16, Sep 2025
Sourdough Discard Oatmeal Cream Pies
These are soft, chewy oatmeal cookies laced with a little sourdough discard that get sandwiched around a creamy filling. They taste nostalgic, but the discard makes them deeper in flavour and just a little less sweet than the store-bought version.

Ingredients

For the cookies:

  • 1 cup (2 sticks / 226 g) unsalted butter, softened
  • 1 cup (200 g) packed brown sugar
  • ½ cup (100 g) granulated sugar
  • 2 large eggs
  • 1 tsp vanilla extract
  • ½ cup (120 g) sourdough discard (unfed, room temp)
  • 1 ½ cups (190 g) all-purpose flour
  • 1 tsp baking soda
  • 1 tsp baking powder
  • 1 tsp ground cinnamon
  • ½ tsp salt
  • 3 cups (270 g) old-fashioned rolled oats

For the cream filling:

  • ½ cup (1 stick / 113 g) unsalted butter, softened
  • 1 cup (120 g) powdered sugar, sifted
  • 1 (7 oz / 200 g) jar marshmallow creme (like Fluff)
  • 1 tsp vanilla extract

Instructions

Make the cookies

  1. Cream the butter & sugars – In a large mixing bowl, beat butter, brown sugar, and granulated sugar until light and fluffy.
  2. Add wet ingredients – Mix in eggs, vanilla, and sourdough discard until well combined.
  3. Dry ingredients – In a separate bowl, whisk flour, baking soda, baking powder, cinnamon, and salt. Add this into the wet mixture.
  4. Fold in oats – Stir in oats until evenly distributed. The dough will be sticky.
  5. Chill – Cover and refrigerate for at least 1 hour (this keeps the cookies thick and chewy).
  6. Bake – Preheat oven to 350°F (175°C). Scoop heaping tablespoons (or use a medium cookie scoop) onto a parchment-lined baking sheet, leaving space to spread. Bake 9–11 minutes, until edges are golden but centers still look soft.
  7. Cool – Let cookies cool on the sheet 5 minutes before transferring to a rack.
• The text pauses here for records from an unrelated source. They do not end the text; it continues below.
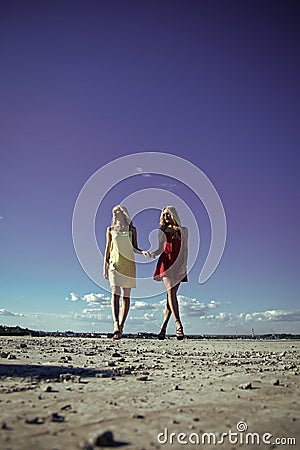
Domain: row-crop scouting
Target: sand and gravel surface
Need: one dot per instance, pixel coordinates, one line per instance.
(86, 394)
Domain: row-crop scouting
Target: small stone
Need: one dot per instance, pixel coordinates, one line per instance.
(66, 407)
(105, 439)
(48, 389)
(143, 378)
(55, 417)
(34, 421)
(110, 363)
(245, 386)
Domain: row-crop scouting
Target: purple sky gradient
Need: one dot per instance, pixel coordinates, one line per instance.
(215, 82)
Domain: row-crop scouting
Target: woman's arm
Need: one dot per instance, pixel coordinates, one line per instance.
(184, 250)
(185, 237)
(136, 249)
(107, 253)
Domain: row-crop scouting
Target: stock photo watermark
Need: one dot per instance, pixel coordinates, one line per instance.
(148, 164)
(240, 436)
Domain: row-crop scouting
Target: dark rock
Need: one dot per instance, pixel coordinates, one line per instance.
(105, 439)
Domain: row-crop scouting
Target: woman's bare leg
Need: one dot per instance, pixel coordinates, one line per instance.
(172, 297)
(115, 306)
(167, 315)
(125, 306)
(173, 304)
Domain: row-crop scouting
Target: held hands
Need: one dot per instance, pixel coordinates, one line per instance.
(148, 254)
(105, 271)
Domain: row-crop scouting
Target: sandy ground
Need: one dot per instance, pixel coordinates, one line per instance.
(65, 393)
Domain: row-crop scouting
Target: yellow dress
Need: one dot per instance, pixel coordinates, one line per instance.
(122, 270)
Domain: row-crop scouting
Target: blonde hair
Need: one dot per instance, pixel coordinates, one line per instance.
(174, 217)
(125, 213)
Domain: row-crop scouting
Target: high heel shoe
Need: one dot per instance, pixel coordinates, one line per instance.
(162, 334)
(179, 331)
(117, 332)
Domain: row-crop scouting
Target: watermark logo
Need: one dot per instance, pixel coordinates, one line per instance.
(148, 164)
(239, 437)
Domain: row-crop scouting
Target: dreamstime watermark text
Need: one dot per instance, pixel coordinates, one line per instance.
(240, 436)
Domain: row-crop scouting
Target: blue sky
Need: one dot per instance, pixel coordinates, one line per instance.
(213, 82)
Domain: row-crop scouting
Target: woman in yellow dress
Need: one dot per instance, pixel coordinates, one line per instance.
(119, 265)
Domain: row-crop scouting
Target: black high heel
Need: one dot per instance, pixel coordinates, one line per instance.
(179, 331)
(162, 334)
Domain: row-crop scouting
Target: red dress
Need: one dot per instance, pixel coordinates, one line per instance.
(169, 261)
They’ll set as they cool.

Make the filling

  1. Beat butter until creamy.
  2. Add powdered sugar, marshmallow creme, and vanilla. Beat until fluffy and smooth.

Assemble

  • Match cookies into pairs of similar size.
  • Pipe or spread a generous layer of filling on the flat side of one cookie, then sandwich with the other.
  • Store in an airtight container. They get even softer and more pie-like after a few hours.

Tips & Variations

  • Extra chewy: Use bread flour instead of all-purpose.
  • Spiced version: Add nutmeg or cloves to the cookie dough for a cozy twist.
  • Bigger pies: Scoop ¼ cup of dough per cookie and bake a little longer for giant pies.
  • Freezer-friendly: Unfilled cookies freeze well; just thaw and add filling later.